May 15, 2018 - Reading time: 3 minutes

Yesterday there was a security flap over possible PGP bugs. There's some legitimate concern behind it, but the biggest feature of this disclosure was that the way that it was communicated was really poor and alarmist. There have been a series of high profile software bugs over the last five years and the trend seems to be to always create a bigger razzle than the previous one.

As far as I can ascertain the security implications for the Freedombone system are zero, even though GPG is used quite extensively within it. Freedombone uses the Mutt and Mailpile email clients and neither of those are very affected. Mutt has S/MIME turned off and Mailpile doesn't display HTML in emails by default. There are a few issues with Mailpile which are described here. The TL;DR is that unless you are reading encrypted mail from 10+ years ago and you're being actively targeted then there isn't likely to be a problem.

In reality efail is a low impact security issue with some email clients or some people running extremely old versions of GPG. These issues had also mostly been known about for a long time.

This wasn't how the problem was publicised though. Instead the advice from EFF was to immediately turn off PGP encryption or uninstall PGP software.
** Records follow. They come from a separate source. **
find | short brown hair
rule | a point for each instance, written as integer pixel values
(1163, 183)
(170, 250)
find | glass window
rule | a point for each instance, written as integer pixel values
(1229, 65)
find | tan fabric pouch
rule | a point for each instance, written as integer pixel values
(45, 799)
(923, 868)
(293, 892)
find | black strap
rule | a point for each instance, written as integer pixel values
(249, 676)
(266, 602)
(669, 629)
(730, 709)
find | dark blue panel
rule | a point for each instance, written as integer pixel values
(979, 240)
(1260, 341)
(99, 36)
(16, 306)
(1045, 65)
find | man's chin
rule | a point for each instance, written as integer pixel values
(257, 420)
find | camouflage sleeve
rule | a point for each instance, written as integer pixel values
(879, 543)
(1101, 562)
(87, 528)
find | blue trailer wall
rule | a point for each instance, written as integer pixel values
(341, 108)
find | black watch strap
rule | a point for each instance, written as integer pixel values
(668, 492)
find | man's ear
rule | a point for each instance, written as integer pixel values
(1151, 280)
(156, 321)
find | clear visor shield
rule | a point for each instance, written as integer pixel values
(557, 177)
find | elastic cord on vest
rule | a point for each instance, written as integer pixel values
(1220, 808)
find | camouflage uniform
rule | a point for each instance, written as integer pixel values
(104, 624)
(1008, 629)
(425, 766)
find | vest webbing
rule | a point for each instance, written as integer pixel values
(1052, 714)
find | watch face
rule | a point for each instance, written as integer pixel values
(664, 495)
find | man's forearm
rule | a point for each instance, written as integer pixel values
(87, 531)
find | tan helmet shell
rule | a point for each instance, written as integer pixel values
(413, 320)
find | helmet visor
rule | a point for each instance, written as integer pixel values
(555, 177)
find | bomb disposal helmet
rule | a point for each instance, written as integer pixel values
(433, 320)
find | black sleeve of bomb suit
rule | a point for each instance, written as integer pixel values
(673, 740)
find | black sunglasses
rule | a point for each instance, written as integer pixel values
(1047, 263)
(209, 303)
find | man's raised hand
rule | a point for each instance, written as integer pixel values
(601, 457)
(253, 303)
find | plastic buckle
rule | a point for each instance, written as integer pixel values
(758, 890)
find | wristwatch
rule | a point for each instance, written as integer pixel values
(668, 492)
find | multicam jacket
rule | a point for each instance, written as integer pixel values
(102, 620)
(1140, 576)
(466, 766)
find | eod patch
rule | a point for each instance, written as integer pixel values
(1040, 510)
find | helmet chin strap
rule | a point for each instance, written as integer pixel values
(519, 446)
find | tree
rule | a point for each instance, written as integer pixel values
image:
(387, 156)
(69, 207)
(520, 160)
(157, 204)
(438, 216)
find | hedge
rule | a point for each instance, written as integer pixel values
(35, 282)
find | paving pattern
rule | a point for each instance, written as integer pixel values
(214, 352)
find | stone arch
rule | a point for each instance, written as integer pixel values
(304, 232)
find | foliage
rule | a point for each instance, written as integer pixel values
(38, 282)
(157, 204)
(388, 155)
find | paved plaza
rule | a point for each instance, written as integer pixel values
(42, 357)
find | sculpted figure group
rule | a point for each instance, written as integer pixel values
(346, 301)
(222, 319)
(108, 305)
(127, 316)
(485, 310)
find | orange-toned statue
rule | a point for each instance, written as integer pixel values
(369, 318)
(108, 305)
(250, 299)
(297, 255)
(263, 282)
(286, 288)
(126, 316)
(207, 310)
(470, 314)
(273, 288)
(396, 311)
Even if you are running an email client which has one of the efail problems the EFF advice was not an appropriate or proportionate response. It suggested to me that the people at EFF were not thinking in terms of threat models. Out there in the wild how likely is the exploit to happen and what are the chances of that weighed against the security features provided by GPG/PGP email encryption? Most users of PGP are not fools, and it has been widely understood for a long time that including HTML within encrypted email is bad opsec which can expose you to a bigger range of threats.

"Recommendations to disable PGP plugins and stop encrypting emails are completely unwarranted and could put lives at risk. The correct response to vulnerable PGP implementations should not be to stop using PGP, but to use secure PGP implementations"

In the years after the Snowden revelations quite a lot of effort went into getting more people - especially those in "at risk" categories - to encrypt their email. To then encourage all that to be thrown away was reckless and I think there is still a debate to be had about what constitutes "responsible disclosure". What information was EFF supplied with and why did they report in the manner that they did? Was it just clickbait one-upmanship, or something else? Nothing on the internet is perfect and security software which has some bugs under some conditions is probably still better than transmitting communications in the clear where it can be trivially read by any intermediary.